CDU Ronnenberg

Tempo 30 in Empelde, wo es Sinn macht

CDU begrüßt gezielte Regelung

Tempo 30 wird in Empelde nicht pauschal eingeführt, sondern auf einzelnen Abschnitten. Genau das hatte die CDU-Fraktion bereits im Mai 2025 für das Beispiel Nenndorfer Straße in Empelde beantragt.

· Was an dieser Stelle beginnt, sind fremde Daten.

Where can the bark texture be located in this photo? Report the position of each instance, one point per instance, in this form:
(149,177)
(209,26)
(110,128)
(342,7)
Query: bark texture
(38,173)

Tempo 30: Sicherheit ja – aber gezielt
Die aktuelle Entscheidung zu Tempo 30 in Empelde ist ein Schritt in die richtige Richtung.
Wir als CDU-Fraktion begrüßen ausdrücklich, dass nicht flächendeckend, sondern differenziert vorgegangen wird. Tempo 30 muss dort gelten, wo es die Verkehrssicherheit erhöht – etwa bei Schulwegen oder an besonders sensiblen Abschnitten. In den vorgesehenen Abschnitten der Berliner Straße und Nenndorfer Straße sind viele Kinder und ältere Menschen unterwegs.

Hier gilt künftig Tempo 30 in Empelde
Berliner Straße:
ab Ampel-Kreuzung Hirtenstraße/ Am Sportpark („grüne“ Hochhaus 17c) bis ungefähr kurz hinter den Zebrastreifen.
Nenndorfer Straße:
ab Straßenbahnhaltestelle 9 bis zur Höhe Häkenstraße (abbiegen zum Friedhof) bei Malschule/Autowerkstatt/Tischlerei 
Hier: Montag bis Samstag von 7:00 Uhr bis 20:00 Uhr

Unser Antrag im Mai 2025
Bereits im Mai 2025 haben wir beantragt, Tempo 30 nur auf sinnvollen Streckenabschnitten einzuführen am Beispiel Nenndorfer Straße in Empelde.
Unser Ansatz war klar: keine pauschale Regelung, sondern eine Prüfung im Einzelfall. Wo Gefahrenpunkte bestehen, handeln. Wo der Verkehrsfluss funktioniert und keine besondere Gefährdung vorliegt, Tempo 50 beibehalten.
Uns ging es dabei um Akzeptanz. Regeln werden nur eingehalten, wenn sie nachvollziehbar sind.

Warum das wichtig ist
Verkehrspolitik betrifft den Alltag aller. Wer zur Arbeit fährt, Kinder zur Schule oder Kita bringt oder auf das Auto angewiesen ist, spürt jede Änderung unmittelbar.
Deshalb braucht es Maß und Mitte. Sicherheit erhöhen, ohne unnötige Belastungen zu schaffen.

Was das für Empelde bedeutet
Für die Menschen in Empelde heißt das: mehr Sicherheit an gefährlichen Punkten – ohne unnötige Einschränkungen im Alltag.
Gerade im Berufsverkehr oder auf Hauptverkehrsstraßen ist ein verlässlicher Verkehrsfluss wichtig. Gleichzeitig brauchen Kinder, ältere Menschen und Radfahrer besonderen Schutz.
Beides ist möglich. Wenn man genau hinschaut.

Unsere Position
Wir stehen für pragmatische Lösungen statt Symbolpolitik. Tempo 30 ist ein sinnvolles Instrument – aber kein Selbstzweck. Entscheidend ist, dass jede Maßnahme begründet ist und die tatsächliche Situation vor Ort berücksichtigt.
Diesen Weg haben wir im Mai 2025 am Beispiel der Nenndorfer Straße vorgeschlagen. Umso mehr begrüßen wir, dass nun in diese Richtung entschieden wurde.

Fazit
Sicherheit und Vernunft gehören zusammen.
Mit einem Schild allein ist es nicht getan. Entscheidend ist, dass Tempo 30 auch eingehalten wird. Gerade am Schulweg.
Hier bleibt die Herausforderung: regelmäßige Kontrollen. Nur so entsteht echte Sicherheit für Kinder, ältere Menschen und Radfahrer.
Mit einer gezielten Einführung von Tempo 30 stärken wir den Schutz sensibler Bereiche – ohne Ronnenberg (und in diesen Fällen Empelde) unnötig auszubremsen. So stellen wir uns verantwortungsvolle Kommunalpolitik vor.